Comment by camgunz
7 hours ago
GPT-5.4 gets 82.7% on Browsecomp (a benchmark specifically testing tool use), which is a hallucination rate of 17.3%, on questions like "Give me the title of the scientific paper published in the EMNLP conference between 2018-2023 where the first author did their undergrad at Dartmouth College and the fourth author did their undergrad at University of Pennsylvania."
Since the goalposts have been moved to include effort, I'm compelled to say I found this while waiting in line at Starbucks, 5 mins tops. Probably GPT-5.4 could have found this too, though it lies > 1/6 the time, so one could be forgiven for not wanting to risk it.
the latest top reported agentic LLMs score about 83–87%, versus an original human baseline of about 25.3% end to end, so today’s best systems appear to outperform humans by roughly 58–62 percentage points, or about 3.3–3.4×
So according to your own benchmark LLMs hallucinate much less than humans and report way higher accuracy.
Do you agree to be more skeptical of humans than LLMs on these tasks?
1. Irrelevant. I've delivered example after example of your fave model bullshitting. You should've bitten the bullet long ago. Honestly I'm disappointed; I've seen you in a lot of AI threads and assumed you'd be good to talk to on this, but you've moved the goalposts over and over again rather than engage in good faith. Anyone reading this thread (god bless them) can see you're plainly not objective here, thus calling into question your advocacy everywhere.
2. Humans will say "I don't know". The problem with hallucinations isn't that they're wrong, it's that there's no way to know they're wrong without being an expert or doing everything yourself, which undermines much of the reason for using an LLM--it certainly undermines their companies' valuations. You're conflating human failure ("I don't know") with model bullshitting ("I do know"... but it's wrong), which I would've previously attributed to basic human fuzziness, but now that I know you're not objective I'm pretty sure it's just flailing debate tactics.

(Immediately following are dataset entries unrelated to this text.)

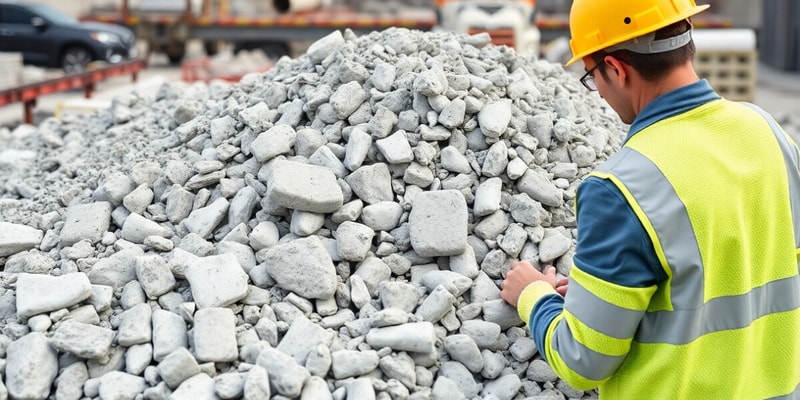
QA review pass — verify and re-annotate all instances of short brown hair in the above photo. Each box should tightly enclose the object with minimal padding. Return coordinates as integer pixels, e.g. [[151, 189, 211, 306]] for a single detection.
[[592, 20, 695, 81]]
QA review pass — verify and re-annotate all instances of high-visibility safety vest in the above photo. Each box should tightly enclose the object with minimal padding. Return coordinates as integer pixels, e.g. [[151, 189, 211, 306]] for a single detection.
[[544, 100, 800, 400]]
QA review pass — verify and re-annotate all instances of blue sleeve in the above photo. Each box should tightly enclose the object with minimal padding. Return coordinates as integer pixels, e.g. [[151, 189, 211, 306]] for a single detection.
[[530, 177, 667, 357], [573, 177, 667, 287]]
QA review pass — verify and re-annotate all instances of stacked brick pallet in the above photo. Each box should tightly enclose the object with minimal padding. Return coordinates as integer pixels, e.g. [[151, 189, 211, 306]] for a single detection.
[[694, 29, 758, 102]]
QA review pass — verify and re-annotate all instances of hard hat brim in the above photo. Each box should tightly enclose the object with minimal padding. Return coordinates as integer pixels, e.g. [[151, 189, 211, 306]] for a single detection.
[[564, 4, 710, 67]]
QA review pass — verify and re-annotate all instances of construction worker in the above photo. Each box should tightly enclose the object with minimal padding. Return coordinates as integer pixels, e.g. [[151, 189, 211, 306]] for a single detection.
[[501, 0, 800, 400]]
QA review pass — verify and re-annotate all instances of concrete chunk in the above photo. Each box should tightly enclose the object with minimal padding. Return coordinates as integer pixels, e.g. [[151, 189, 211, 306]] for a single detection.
[[267, 160, 344, 213], [0, 222, 42, 257], [408, 190, 467, 257]]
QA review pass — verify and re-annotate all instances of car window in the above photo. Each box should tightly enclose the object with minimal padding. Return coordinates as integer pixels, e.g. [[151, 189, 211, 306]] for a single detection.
[[29, 4, 78, 25], [0, 7, 36, 25]]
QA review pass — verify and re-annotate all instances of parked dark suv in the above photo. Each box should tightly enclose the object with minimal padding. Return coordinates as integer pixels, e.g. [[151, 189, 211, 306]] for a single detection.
[[0, 0, 136, 73]]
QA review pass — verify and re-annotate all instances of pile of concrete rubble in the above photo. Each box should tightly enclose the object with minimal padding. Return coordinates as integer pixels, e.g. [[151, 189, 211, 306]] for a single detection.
[[0, 29, 625, 400]]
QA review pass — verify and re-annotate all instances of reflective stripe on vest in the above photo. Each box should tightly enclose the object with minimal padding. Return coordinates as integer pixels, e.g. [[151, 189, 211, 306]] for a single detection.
[[588, 101, 800, 345]]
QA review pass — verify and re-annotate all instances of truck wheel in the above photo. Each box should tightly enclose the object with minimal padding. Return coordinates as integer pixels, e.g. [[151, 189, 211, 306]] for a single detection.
[[61, 46, 92, 74], [166, 46, 186, 64]]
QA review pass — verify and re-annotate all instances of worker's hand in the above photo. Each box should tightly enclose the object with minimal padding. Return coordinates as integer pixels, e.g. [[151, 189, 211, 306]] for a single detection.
[[556, 278, 569, 296], [500, 261, 566, 307]]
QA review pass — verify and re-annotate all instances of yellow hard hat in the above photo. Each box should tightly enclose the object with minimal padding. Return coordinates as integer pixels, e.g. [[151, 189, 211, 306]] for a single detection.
[[566, 0, 709, 65]]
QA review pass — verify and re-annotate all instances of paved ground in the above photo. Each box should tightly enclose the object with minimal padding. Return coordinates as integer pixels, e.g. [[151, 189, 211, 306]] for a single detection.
[[0, 54, 800, 131]]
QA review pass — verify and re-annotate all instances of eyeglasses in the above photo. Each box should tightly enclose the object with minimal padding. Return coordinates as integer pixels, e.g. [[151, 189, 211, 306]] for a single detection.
[[581, 62, 605, 92]]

3. Users can't teach these services to be better. If I have a junior engineer making assumptions about an API, I can teach them to not do that, or fire them in favor of one that can. I can't do that with LLMs.
4. The humans they're testing against aren't experts. Tax law experts will beat LLMs at tax law, etc. Again another flailing debate tactic.
Predictably, I'm done with this thread. Feel free to reply if you want the last word.
This was my original point
>I don't think calling AI a bullshit machine is correct. In spirit.
That was always my goal post and I asked the challenge to get it to bullshit to drive a point across. You yourself said it is trivial.
1. You came up with the horns question - I tried with the thinking model and it clearly understood that it was a joke and replied appropriately
2. You came up with the assembly question - I tried it again with the thinking model and it gave the right answer again
3. Now you gave up trying to make prompts by yourself because you realised that its in fact not trivial
4. Then you started looking for benchmarks to show that it bullshits
5. You picked a benchmark that doesn't allow tools (which was not my constraint)
6. Then you picked a benchmark that does allow tools, and it turns out that it performs much better than humans
7. Upon hearing this, you shifted to goal posts to say that "models don't know how to say I don't know and I can teach models etc etc"
On the last part: There's a benchmark called SimpleQA which doesn't allow tools and allows for "I don't know" as an answer and GPT 5 still beats humans.
I think you should reconsider thinking this "I don't think calling AI a bullshit machine is correct".